= Visual workplace =

Continuous improvement paradigm

The visual workplace is a continuous improvement paradigm that is closely related to lean manufacturing, the Toyota Production System (TPS), and operational excellence yet offers its own comprehensive methodology that aims for significant financial and cultural improvement gains. Introduced by Gwendolyn Galsworth in her 1997 book Visual Systems, this system integrates and codifies the many iterations of visuality in the world of continuous improvement.

==Brief history of visual information sharing==

Visual communication rests on the natural inclination of humans to use pictures, graphics, and other images to quickly and simply convey meaning and understand information. For instance, look at the practices and applications that civil engineers have developed to handle complex human interaction on our roads and highways, as well as the entire field of wayfinding in public spaces.

The same logic eventually migrated into the workplace, notably in post-war Japan, and most saliently at Toyoda Motors where visual applications (visual devices) became a commonplace element in the Toyota Production System (TPS). Other leading companies in Japan, such as Canon and Okidata, adopted many of the same practices. However, while visibility was clearly a part of Japan's success solution, it was only noticed—or cited in the literature—as a generalized principle and not a codified system or a framework of thinking. For example, Robert W. Hall, in his 1983 book, Zero Inventories, states: "Establishing visibility of all forms of production problems is very important. ... The entire idea is instant communication."

Specifically, Japan's JIT (just-in-time) manufacturing approach had an easy-to-understand visual interface: andon (stacked lights), kanban (pick-up tickets for control material quantity), color-coding (to make the match between items), scheduling boards for daily production, easy-to-read labels on shelving, and lines on the floor to trace out locations.
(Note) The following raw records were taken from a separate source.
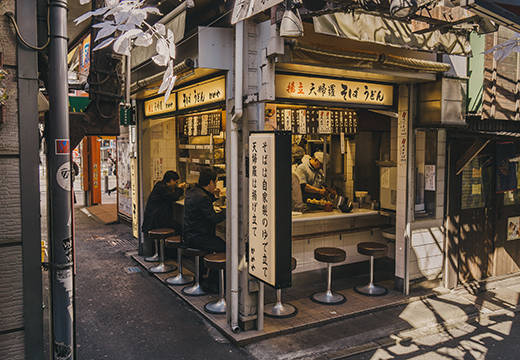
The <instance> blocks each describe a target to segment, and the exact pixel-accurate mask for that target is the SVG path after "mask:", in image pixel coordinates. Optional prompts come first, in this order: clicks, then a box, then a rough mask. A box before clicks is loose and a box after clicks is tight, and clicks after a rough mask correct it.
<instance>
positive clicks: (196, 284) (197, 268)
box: [182, 256, 206, 296]
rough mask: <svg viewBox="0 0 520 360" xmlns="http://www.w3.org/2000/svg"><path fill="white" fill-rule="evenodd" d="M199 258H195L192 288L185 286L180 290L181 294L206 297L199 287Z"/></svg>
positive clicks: (199, 281) (199, 284)
mask: <svg viewBox="0 0 520 360" xmlns="http://www.w3.org/2000/svg"><path fill="white" fill-rule="evenodd" d="M199 265H200V264H199V257H198V256H195V283H194V284H193V285H192V286H187V287H185V288H183V289H182V293H183V294H184V295H188V296H202V295H206V292H205V291H204V290H203V289H202V286H200V267H199Z"/></svg>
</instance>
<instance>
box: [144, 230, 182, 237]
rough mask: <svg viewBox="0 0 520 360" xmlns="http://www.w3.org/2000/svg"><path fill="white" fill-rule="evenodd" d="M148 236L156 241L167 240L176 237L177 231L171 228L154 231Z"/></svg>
mask: <svg viewBox="0 0 520 360" xmlns="http://www.w3.org/2000/svg"><path fill="white" fill-rule="evenodd" d="M148 235H149V236H150V237H151V238H154V239H157V238H165V237H168V236H172V235H175V230H174V229H170V228H161V229H152V230H150V231H148Z"/></svg>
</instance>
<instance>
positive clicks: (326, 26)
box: [313, 12, 471, 56]
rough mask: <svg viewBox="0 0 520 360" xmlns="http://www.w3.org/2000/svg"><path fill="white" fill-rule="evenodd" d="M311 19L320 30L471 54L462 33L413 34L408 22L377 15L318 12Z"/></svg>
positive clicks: (453, 52) (455, 53) (333, 32)
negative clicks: (403, 21) (321, 15)
mask: <svg viewBox="0 0 520 360" xmlns="http://www.w3.org/2000/svg"><path fill="white" fill-rule="evenodd" d="M313 20H314V30H315V31H316V32H317V33H321V34H326V35H334V36H339V37H343V38H347V39H351V40H356V41H363V42H370V43H376V44H380V45H389V46H394V47H399V48H405V49H413V50H423V51H432V52H439V53H445V54H450V55H463V56H470V55H471V46H470V44H469V41H468V39H467V38H466V36H464V35H456V34H455V33H450V32H447V33H444V34H443V33H441V32H440V31H439V30H435V31H431V32H428V33H425V34H414V33H413V29H412V28H411V25H410V24H408V23H405V22H402V21H398V20H392V19H388V18H384V17H380V16H374V15H369V14H363V13H355V12H353V13H334V14H327V15H322V16H317V17H314V18H313ZM367 29H370V31H367Z"/></svg>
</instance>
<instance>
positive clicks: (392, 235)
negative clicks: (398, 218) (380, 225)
mask: <svg viewBox="0 0 520 360" xmlns="http://www.w3.org/2000/svg"><path fill="white" fill-rule="evenodd" d="M381 236H383V237H384V238H385V239H388V240H395V227H391V228H387V229H384V230H382V231H381Z"/></svg>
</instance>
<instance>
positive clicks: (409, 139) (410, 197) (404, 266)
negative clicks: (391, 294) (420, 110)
mask: <svg viewBox="0 0 520 360" xmlns="http://www.w3.org/2000/svg"><path fill="white" fill-rule="evenodd" d="M414 94H415V86H414V84H410V85H409V87H408V133H407V142H408V149H407V153H408V154H407V162H406V211H405V234H404V286H403V293H404V295H405V296H408V295H409V294H410V266H409V264H408V262H409V259H410V243H411V239H412V226H411V223H412V221H413V211H414V210H413V209H414V207H415V204H414V203H415V201H414V194H415V190H414V181H413V179H414V176H413V171H414V169H415V160H414V159H415V157H414V148H415V146H414V142H413V140H414V130H413V117H414Z"/></svg>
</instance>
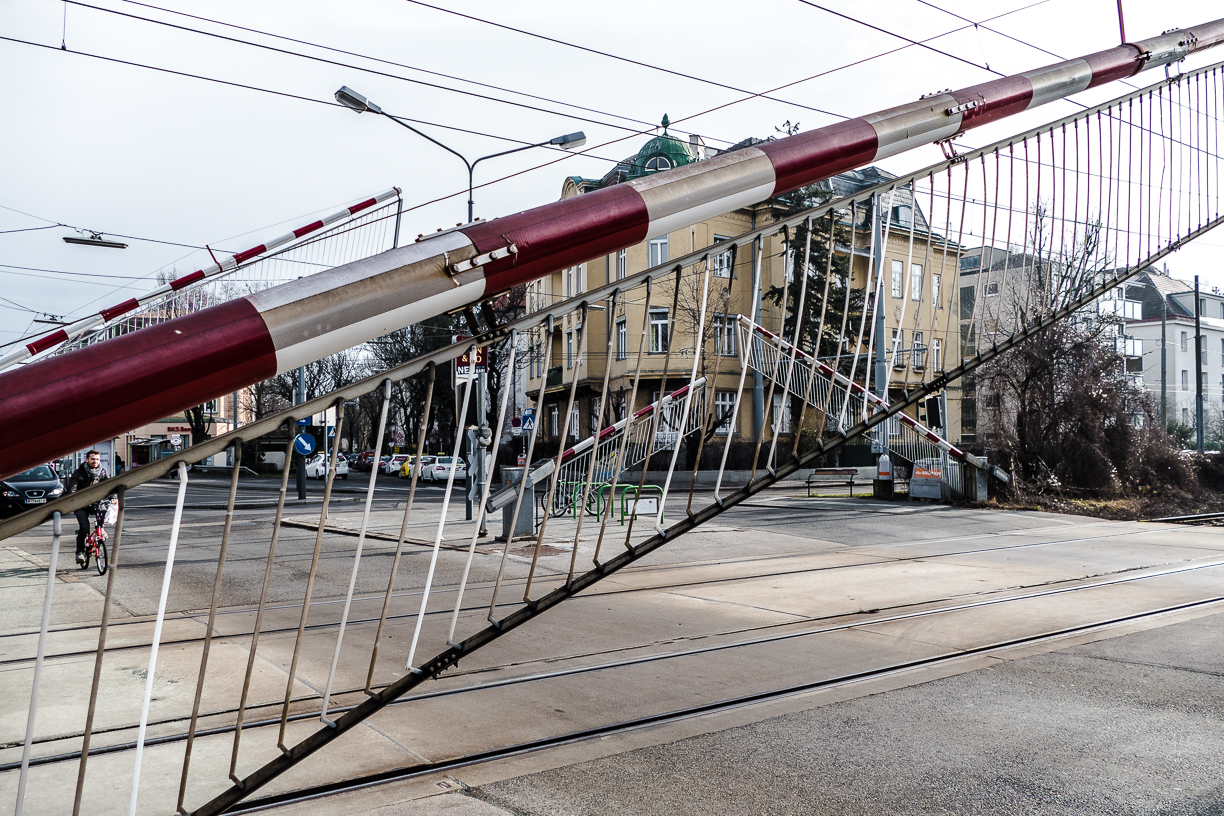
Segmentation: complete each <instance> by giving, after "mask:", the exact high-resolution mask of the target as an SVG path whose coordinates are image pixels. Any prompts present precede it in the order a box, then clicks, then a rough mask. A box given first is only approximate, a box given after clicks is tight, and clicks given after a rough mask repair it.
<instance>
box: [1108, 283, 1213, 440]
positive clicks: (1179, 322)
mask: <svg viewBox="0 0 1224 816" xmlns="http://www.w3.org/2000/svg"><path fill="white" fill-rule="evenodd" d="M1116 303H1118V307H1116V308H1118V310H1119V312H1120V313H1121V316H1122V318H1124V319H1125V333H1126V339H1127V340H1130V341H1131V343H1130V346H1131V347H1132V349H1133V350H1135V351H1138V350H1140V347H1142V374H1143V384H1144V387H1146V388H1147V390H1148V393H1149V394H1151V395H1152V401H1153V402H1154V404H1155V405H1157V406H1158V410H1159V404H1160V347H1162V336H1160V334H1162V330H1160V323H1162V321H1160V317H1162V311H1164V312H1165V319H1164V343H1163V344H1164V350H1165V362H1164V372H1165V374H1164V388H1165V394H1166V400H1168V401H1166V407H1168V417H1169V422H1180V423H1181V425H1185V426H1191V427H1193V426H1195V421H1196V412H1195V377H1200V378H1201V379H1202V383H1203V418H1204V422H1206V423H1207V425H1211V423H1213V422H1219V421H1220V420H1222V418H1224V296H1222V295H1219V294H1215V292H1206V291H1200V295H1198V308H1200V325H1201V330H1202V335H1201V343H1202V366H1201V367H1198V366H1196V361H1195V287H1193V284H1187V283H1185V281H1181V280H1175V279H1173V278H1169V276H1166V275H1162V274H1159V273H1157V272H1155V270H1148V272H1143V273H1141V274H1140V275H1137V276H1136V278H1135V279H1133V281H1132V283H1130V284H1127V285H1126V286H1125V294H1124V297H1121V299H1119V300H1118V301H1116Z"/></svg>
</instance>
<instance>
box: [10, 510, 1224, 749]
mask: <svg viewBox="0 0 1224 816" xmlns="http://www.w3.org/2000/svg"><path fill="white" fill-rule="evenodd" d="M743 506H754V508H769V509H789V510H798V508H794V506H791V505H781V506H778V505H776V504H749V503H744V504H743ZM804 509H805V510H807V509H808V508H804ZM823 509H824V510H825V511H826V513H827V511H829V509H827V508H823ZM854 511H856V513H860V510H854ZM1208 515H1211V514H1208ZM1153 521H1159V520H1158V519H1157V520H1153ZM1116 524H1124V522H1116ZM1058 529H1059V530H1061V527H1058ZM1119 535H1122V533H1119ZM1126 535H1129V533H1126ZM1110 537H1113V536H1093V537H1091V538H1089V537H1082V538H1061V540H1059V541H1056V542H1029V543H1022V544H1015V546H1009V547H982V548H977V549H958V551H951V552H947V553H940V554H939V555H938V557H933V555H913V557H907V558H895V559H891V560H890V562H889V563H891V564H903V563H906V562H912V560H933V559H934V558H945V557H951V555H972V554H979V553H993V552H1004V551H1009V549H1024V548H1028V547H1040V546H1048V544H1051V543H1059V544H1062V543H1070V542H1075V541H1102V540H1103V538H1110ZM935 541H939V540H935ZM916 543H933V542H928V541H920V542H916ZM781 558H788V557H787V555H777V557H767V558H764V559H763V558H747V559H736V560H734V562H730V563H737V564H741V563H753V562H758V560H776V559H781ZM720 563H722V564H726V563H728V562H725V560H723V562H720ZM874 563H878V562H853V563H847V564H837V565H835V566H814V568H810V569H800V570H781V571H774V573H754V574H752V575H750V576H748V577H752V579H754V580H755V579H767V577H777V576H782V575H800V574H805V573H821V571H827V570H836V569H847V568H854V566H867V565H868V564H874ZM682 566H683V565H682ZM689 566H693V568H701V566H705V564H704V563H696V564H693V565H689ZM665 568H668V569H670V568H671V566H670V565H665V566H661V568H650V569H632V568H629V569H625V570H623V571H624V573H628V574H634V575H640V574H643V573H645V571H654V570H656V569H665ZM550 577H553V579H554V577H556V576H550ZM737 580H742V579H741V576H732V577H721V579H703V580H696V581H673V582H671V584H651V585H644V586H633V587H623V588H618V590H606V591H602V592H599V591H597V592H589V593H586V595H584V596H581V597H580V598H575V601H599V599H600V598H606V597H608V596H614V595H633V593H636V592H652V591H659V590H678V588H685V587H694V586H705V585H709V584H725V582H728V581H737ZM491 586H492V584H491V582H486V584H485V587H486V588H488V587H491ZM454 591H458V587H454V588H444V590H436V592H454ZM419 595H420V592H403V593H400V595H399V596H397V597H412V596H419ZM365 599H367V601H377V597H371V598H365ZM311 603H312V606H315V604H321V603H339V601H312V602H311ZM518 603H519V602H517V601H514V602H506V603H499V604H497V606H498V608H503V607H515V606H518ZM269 608H273V607H269ZM275 608H282V609H295V608H297V604H285V606H283V607H275ZM485 608H486V607H485V606H483V604H480V606H477V607H464V608H463V609H460V612H479V610H481V609H485ZM218 614H222V612H220V610H219V612H218ZM415 614H416V613H415V612H411V613H408V612H405V613H401V614H397V615H388V617H387V620H403V619H405V618H411V617H414V615H415ZM442 614H446V613H444V612H443V610H433V612H426V617H438V615H442ZM191 618H192V619H195V618H198V615H191ZM179 619H180V620H181V619H185V618H179ZM377 620H378V618H356V619H351V620H349V623H350V624H368V623H376V621H377ZM141 623H149V621H141ZM116 625H118V624H115V623H111V624H110V626H111V628H114V626H116ZM335 626H339V621H330V623H319V624H310V625H307V628H306V629H307V631H321V630H327V629H332V628H335ZM261 631H262V634H264V635H272V634H284V632H286V631H295V628H294V626H282V628H279V629H263V630H261ZM31 634H32V635H37V634H38V632H31ZM251 634H252V632H250V631H233V632H230V634H228V635H224V636H223V637H222V639H223V640H234V639H241V637H247V636H250V635H251ZM203 641H204V636H203V635H201V636H196V637H181V639H177V640H163V641H162V645H163V646H182V645H187V644H200V642H203ZM148 647H149V644H148V642H141V644H131V645H124V646H109V647H106V653H108V655H114V653H116V652H125V651H131V650H144V648H148ZM94 651H95V650H92V648H91V650H80V651H75V652H58V653H54V655H48V656H47V659H49V661H55V659H70V658H78V657H83V656H86V655H92V653H94ZM33 659H34V658H32V657H12V658H6V659H4V661H0V666H17V664H22V663H27V664H28V663H29V662H32V661H33ZM341 694H344V692H341ZM312 696H315V695H304V696H300V697H295V699H294V700H295V701H300V700H308V699H311V697H312ZM257 705H264V703H257ZM267 705H272V703H267ZM226 711H237V708H233V710H218V711H213V712H211V713H209V714H207V716H213V714H219V713H225V712H226ZM175 719H180V718H175ZM175 719H163V721H157V723H158V724H164V723H166V722H175ZM122 728H126V727H124V725H120V727H114V728H106V729H100V730H98V732H95V733H106V732H108V730H116V729H122ZM55 739H60V738H59V736H55V738H48V739H42V740H40V739H38V738H35V739H34V743H35V744H38V743H42V741H54V740H55ZM5 770H6V766H5V765H4V763H0V771H5Z"/></svg>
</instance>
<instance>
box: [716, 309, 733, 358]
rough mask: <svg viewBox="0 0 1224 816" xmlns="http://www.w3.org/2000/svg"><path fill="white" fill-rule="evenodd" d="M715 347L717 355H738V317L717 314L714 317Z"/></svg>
mask: <svg viewBox="0 0 1224 816" xmlns="http://www.w3.org/2000/svg"><path fill="white" fill-rule="evenodd" d="M714 345H715V351H716V354H721V355H734V354H736V316H734V314H715V316H714Z"/></svg>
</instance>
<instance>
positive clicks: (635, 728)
mask: <svg viewBox="0 0 1224 816" xmlns="http://www.w3.org/2000/svg"><path fill="white" fill-rule="evenodd" d="M1218 603H1224V596H1217V597H1213V598H1206V599H1201V601H1190V602H1186V603H1179V604H1174V606H1169V607H1162V608H1159V609H1151V610H1148V612H1141V613H1135V614H1130V615H1119V617H1116V618H1109V619H1106V620H1099V621H1095V623H1091V624H1083V625H1080V626H1067V628H1065V629H1059V630H1054V631H1049V632H1044V634H1040V635H1031V636H1026V637H1013V639H1010V640H1002V641H996V642H994V644H990V645H987V646H979V647H973V648H967V650H960V651H955V652H947V653H944V655H934V656H930V657H924V658H919V659H914V661H903V662H900V663H892V664H890V666H885V667H881V668H876V669H867V670H863V672H852V673H848V674H841V675H837V677H832V678H825V679H823V680H813V681H810V683H800V684H794V685H788V686H783V688H780V689H772V690H769V691H759V692H755V694H749V695H742V696H737V697H727V699H725V700H718V701H715V702H707V703H701V705H698V706H689V707H685V708H677V710H673V711H668V712H663V713H659V714H650V716H646V717H636V718H633V719H625V721H622V722H619V723H612V724H607V725H596V727H594V728H584V729H580V730H575V732H570V733H568V734H562V735H559V736H551V738H545V739H539V740H532V741H529V743H519V744H517V745H510V746H507V747H502V749H494V750H491V751H482V752H479V754H470V755H468V756H463V757H457V759H453V760H442V761H439V762H427V763H422V765H419V766H410V767H408V768H398V770H393V771H383V772H381V773H372V774H367V776H364V777H356V778H353V779H345V781H343V782H334V783H329V784H323V785H315V787H312V788H306V789H301V790H295V792H291V793H283V794H275V795H272V796H263V798H261V799H255V800H251V801H250V803H246V804H244V805H237V806H236V807H233V809H230V810H228V811H226V812H229V814H250V812H257V811H259V810H266V809H268V807H277V806H282V805H289V804H294V803H300V801H310V800H313V799H321V798H323V796H328V795H332V794H337V793H341V792H348V790H356V789H361V788H368V787H373V785H378V784H383V783H387V782H399V781H404V779H412V778H420V777H425V776H428V774H432V773H441V772H444V771H457V770H459V768H464V767H471V766H474V765H481V763H486V762H493V761H497V760H504V759H510V757H514V756H521V755H524V754H534V752H537V751H543V750H548V749H552V747H559V746H563V745H572V744H575V743H581V741H586V740H590V739H596V738H607V736H612V735H616V734H622V733H627V732H632V730H636V729H640V728H649V727H652V725H663V724H668V723H672V722H679V721H683V719H692V718H694V717H700V716H704V714H711V713H717V712H722V711H728V710H732V708H742V707H744V706H752V705H756V703H763V702H770V701H774V700H778V699H783V697H789V696H794V695H797V694H805V692H809V691H818V690H821V689H834V688H840V686H847V685H852V684H854V683H864V681H868V680H878V679H881V678H886V677H890V675H894V674H900V673H903V672H911V670H913V669H919V668H927V667H931V666H946V664H949V663H957V662H961V661H965V659H967V658H971V657H978V656H982V655H989V653H990V652H995V651H999V650H1005V648H1016V647H1020V646H1033V645H1038V644H1043V642H1049V641H1055V640H1061V639H1065V637H1070V636H1073V635H1082V634H1088V632H1092V631H1095V630H1102V629H1110V628H1114V626H1119V625H1122V624H1127V623H1133V621H1137V620H1144V619H1149V618H1155V617H1159V615H1168V614H1174V613H1177V612H1186V610H1190V609H1198V608H1203V607H1208V606H1212V604H1218Z"/></svg>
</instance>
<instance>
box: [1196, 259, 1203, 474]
mask: <svg viewBox="0 0 1224 816" xmlns="http://www.w3.org/2000/svg"><path fill="white" fill-rule="evenodd" d="M1202 312H1203V310H1202V305H1201V301H1200V300H1198V275H1195V442H1196V443H1197V444H1198V453H1203V333H1202V325H1201V322H1200V318H1202Z"/></svg>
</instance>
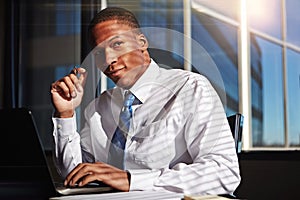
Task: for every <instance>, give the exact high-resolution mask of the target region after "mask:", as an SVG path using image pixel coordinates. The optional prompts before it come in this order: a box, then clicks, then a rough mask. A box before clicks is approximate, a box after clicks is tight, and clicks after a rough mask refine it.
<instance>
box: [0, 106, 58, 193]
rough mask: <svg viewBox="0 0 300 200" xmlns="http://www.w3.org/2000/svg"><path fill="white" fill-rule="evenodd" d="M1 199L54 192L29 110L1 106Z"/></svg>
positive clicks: (29, 111)
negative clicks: (3, 198)
mask: <svg viewBox="0 0 300 200" xmlns="http://www.w3.org/2000/svg"><path fill="white" fill-rule="evenodd" d="M0 121H1V125H2V130H1V132H0V138H1V142H2V144H1V145H0V199H2V198H10V197H13V198H14V199H18V198H20V199H24V198H40V197H41V199H43V198H45V199H46V198H49V197H50V196H54V195H55V194H56V191H55V188H54V184H53V182H52V177H51V174H50V172H49V169H48V165H47V160H46V157H45V155H44V150H43V148H42V145H41V143H40V139H39V135H38V133H37V129H36V126H35V122H34V119H33V116H32V113H31V111H30V110H28V109H26V108H13V109H1V110H0Z"/></svg>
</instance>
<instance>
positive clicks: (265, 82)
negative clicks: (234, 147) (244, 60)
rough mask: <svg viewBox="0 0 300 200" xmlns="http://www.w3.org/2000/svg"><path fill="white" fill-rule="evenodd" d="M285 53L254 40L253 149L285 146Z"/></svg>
mask: <svg viewBox="0 0 300 200" xmlns="http://www.w3.org/2000/svg"><path fill="white" fill-rule="evenodd" d="M281 57H282V50H281V48H280V46H277V45H275V44H273V43H271V42H268V41H266V40H263V39H261V38H259V37H256V36H251V90H252V91H251V92H252V122H253V123H252V142H253V146H282V145H284V104H283V78H282V58H281Z"/></svg>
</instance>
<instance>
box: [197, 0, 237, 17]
mask: <svg viewBox="0 0 300 200" xmlns="http://www.w3.org/2000/svg"><path fill="white" fill-rule="evenodd" d="M198 5H201V6H205V7H207V8H209V9H212V10H213V11H215V12H217V13H221V14H223V15H225V16H227V17H229V18H232V19H234V20H236V21H238V19H239V15H238V11H239V7H240V1H239V0H226V1H224V0H214V1H212V0H192V7H193V8H195V9H196V8H197V6H198Z"/></svg>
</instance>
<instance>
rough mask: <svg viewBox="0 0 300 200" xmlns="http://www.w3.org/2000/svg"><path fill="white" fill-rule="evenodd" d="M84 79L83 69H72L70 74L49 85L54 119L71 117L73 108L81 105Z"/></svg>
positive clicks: (85, 72) (83, 87)
mask: <svg viewBox="0 0 300 200" xmlns="http://www.w3.org/2000/svg"><path fill="white" fill-rule="evenodd" d="M77 74H79V77H78V76H77ZM86 77H87V72H86V70H85V69H84V68H74V69H73V70H72V71H71V73H70V74H68V75H66V76H65V77H63V78H61V79H59V80H57V81H56V82H54V83H53V84H52V85H51V100H52V104H53V106H54V107H55V116H56V117H62V118H66V117H72V116H73V114H74V110H75V108H76V107H77V106H79V105H80V103H81V100H82V96H83V92H84V90H83V88H84V85H85V82H86Z"/></svg>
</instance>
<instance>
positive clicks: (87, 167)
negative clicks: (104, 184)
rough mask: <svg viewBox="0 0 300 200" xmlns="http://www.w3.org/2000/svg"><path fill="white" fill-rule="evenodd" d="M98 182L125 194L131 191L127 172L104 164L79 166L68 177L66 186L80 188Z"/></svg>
mask: <svg viewBox="0 0 300 200" xmlns="http://www.w3.org/2000/svg"><path fill="white" fill-rule="evenodd" d="M96 180H97V181H101V182H103V183H105V184H107V185H109V186H111V187H113V188H114V189H117V190H120V191H124V192H128V191H129V179H128V174H127V172H126V171H124V170H121V169H118V168H116V167H113V166H111V165H109V164H106V163H102V162H96V163H81V164H79V165H77V166H76V167H75V168H74V169H73V170H72V171H71V172H70V173H69V175H68V176H67V177H66V180H65V182H64V185H65V186H71V187H74V186H75V185H76V184H78V186H84V185H86V184H88V183H90V182H93V181H96Z"/></svg>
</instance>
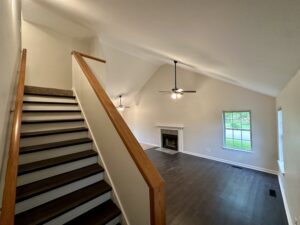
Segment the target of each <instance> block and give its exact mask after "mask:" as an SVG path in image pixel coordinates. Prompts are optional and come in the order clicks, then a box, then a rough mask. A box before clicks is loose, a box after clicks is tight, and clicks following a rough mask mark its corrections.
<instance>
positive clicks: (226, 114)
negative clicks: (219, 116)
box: [224, 112, 232, 120]
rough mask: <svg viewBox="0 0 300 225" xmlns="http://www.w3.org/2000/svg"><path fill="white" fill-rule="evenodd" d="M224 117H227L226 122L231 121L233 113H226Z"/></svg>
mask: <svg viewBox="0 0 300 225" xmlns="http://www.w3.org/2000/svg"><path fill="white" fill-rule="evenodd" d="M224 117H225V120H231V119H232V113H231V112H225V113H224Z"/></svg>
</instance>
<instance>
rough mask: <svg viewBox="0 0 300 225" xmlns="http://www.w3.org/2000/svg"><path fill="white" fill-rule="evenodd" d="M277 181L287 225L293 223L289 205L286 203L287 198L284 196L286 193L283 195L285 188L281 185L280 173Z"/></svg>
mask: <svg viewBox="0 0 300 225" xmlns="http://www.w3.org/2000/svg"><path fill="white" fill-rule="evenodd" d="M278 182H279V186H280V191H281V195H282V199H283V205H284V209H285V213H286V216H287V219H288V223H289V225H293V220H292V216H291V212H290V209H289V205H288V202H287V198H286V195H285V189H284V186H283V183H282V180H281V176H280V175H278Z"/></svg>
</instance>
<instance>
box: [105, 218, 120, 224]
mask: <svg viewBox="0 0 300 225" xmlns="http://www.w3.org/2000/svg"><path fill="white" fill-rule="evenodd" d="M120 222H121V218H120V216H118V217H116V218H114V219H112V220H111V221H109V222H108V223H107V224H105V225H117V224H118V223H120Z"/></svg>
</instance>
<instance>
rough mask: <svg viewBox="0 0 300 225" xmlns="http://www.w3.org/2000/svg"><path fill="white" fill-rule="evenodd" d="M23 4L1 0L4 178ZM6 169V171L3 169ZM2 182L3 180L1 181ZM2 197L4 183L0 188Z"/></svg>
mask: <svg viewBox="0 0 300 225" xmlns="http://www.w3.org/2000/svg"><path fill="white" fill-rule="evenodd" d="M20 29H21V4H20V1H18V0H1V1H0V49H1V51H0V102H1V107H0V169H1V180H2V178H4V171H5V169H4V167H5V166H4V165H5V164H4V163H3V162H4V158H6V157H5V156H6V155H7V154H5V153H7V151H6V149H7V148H6V146H7V144H8V137H9V132H8V130H9V118H10V109H11V107H12V105H13V99H14V98H13V97H14V93H15V87H16V83H17V82H16V81H17V70H18V66H19V61H20V50H21V49H20V47H21V33H20ZM3 170H4V171H3ZM0 182H1V181H0ZM1 183H2V182H1ZM0 193H1V194H0V197H2V185H1V190H0Z"/></svg>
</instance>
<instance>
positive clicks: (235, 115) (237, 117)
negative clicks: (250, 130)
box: [233, 112, 241, 120]
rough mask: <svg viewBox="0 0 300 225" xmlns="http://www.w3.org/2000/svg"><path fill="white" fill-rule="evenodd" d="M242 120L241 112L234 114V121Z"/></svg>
mask: <svg viewBox="0 0 300 225" xmlns="http://www.w3.org/2000/svg"><path fill="white" fill-rule="evenodd" d="M240 118H241V113H240V112H234V113H233V119H238V120H240Z"/></svg>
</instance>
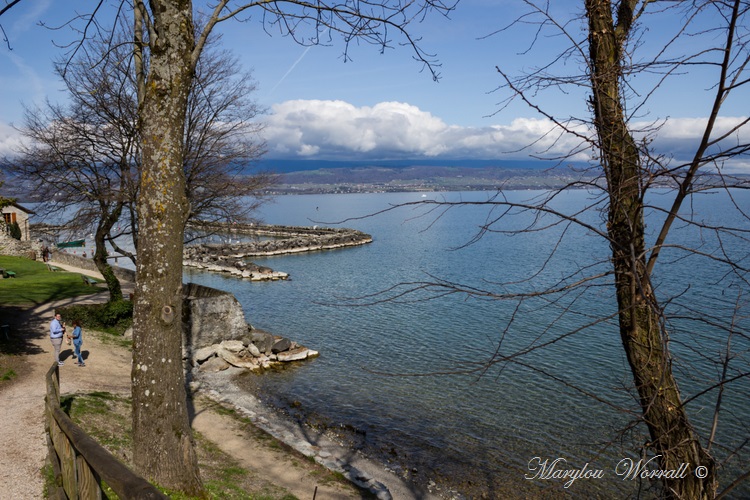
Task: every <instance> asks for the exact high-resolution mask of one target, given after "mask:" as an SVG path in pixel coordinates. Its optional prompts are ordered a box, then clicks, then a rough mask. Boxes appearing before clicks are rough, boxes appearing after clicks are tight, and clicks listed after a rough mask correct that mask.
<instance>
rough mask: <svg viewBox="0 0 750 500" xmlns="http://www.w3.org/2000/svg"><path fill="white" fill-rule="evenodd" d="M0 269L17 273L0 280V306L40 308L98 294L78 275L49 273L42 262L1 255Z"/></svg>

Japanese master practitioners also noted that visual devices made it easy to see the difference between normal and abnormal: "... abnormal conditions and problems need to be obvious enough to catch people's attention. Because of the emphasis on visual methods for quick information transfer, the practice is called 'management by sight' or 'visual control'." Suzaki also compared the responsiveness of a well-tuned production system with the way the human body responds to stimuli and problems: "... Corrective action is taken right away, just as our muscles pull our hand away when we touch a hot plate."

Michel Greif's book, The Visual Factory, adopted the name for the first time, though Greif's theme focused primarily on the ability of visual applications to increase the interest of hourly workers in their own performance and their participation in company improvement activities.

==A codified system of visual functions==
Throughout this period (1983–1991), Gwendolyn Galsworth was head of training and development at Productivity Inc. in Cambridge, Massachusetts, a publishing, training, and consulting firm known for bringing the work of Japan's manufacturing leaders to the United States. Galsworth headed study missions to Japan and observed visuality in Japan first-hand. She also had the opportunity of working one-on-one with many of Japan's seminal thinkers, including Taiichi Ohno, Ryuji Fukuda, and Shigeo Shingo. Shingo personally tasked Galsworth with developing his mistake proofing/poka-yoke methodology for western companies. It was the synthesis of all these factors and influences that led Galsworth to develop and codify the many threads of visuality into a coherent methodology of the visual workplace, an overall operational strategy and philosophy geared to help organizations continually achieve their goals through visual devices and systems.

Galsworth has authored books on workplace visuality and trained practitioners globally. The methodology incorporates continuous improvement principles, using visual systems to streamline operations and engage employees.

==Basic principles==

While virtually all major improvement paradigms in use in the West incorporate some element of visuality, the entire codified set of visual principles and practices, from the foundation of 5S through to visual guarantees (poka-yoke), rests on this definition: "The visual workplace is a self-ordering, self-explaining, self-regulating, and self-improving work environment—where what is supposed to happen does happen, on time, every time, day or night—because of visual devices."

A visual workplace is defined by devices designed to visually share information about organizational operations in order to make human and machine performance safer, more exact, more repeatable, and more reliable. The more the process becomes visual, the more production velocity increases.

This is accomplished in parallel with generating new levels of employee engagement and contribution, which in turn lead to improved alignment within the enterprise and significant bottom line benefits. In an effective visual workplace, this level of information can be seen and understood without coaching, supervision or the need for an explanation—at best, without speaking a word.

The key principle is to install vital information visually as close to the point of use as possible. When a step-by-step methodology is applied, the visual workplace targets the elimination of the seventh waste, motion, defined as moving without working.

Originally implemented and refined in manufacturing settings, the concept of the visual workplace is now taking hold in such wide-ranging venues as libraries and hospitals.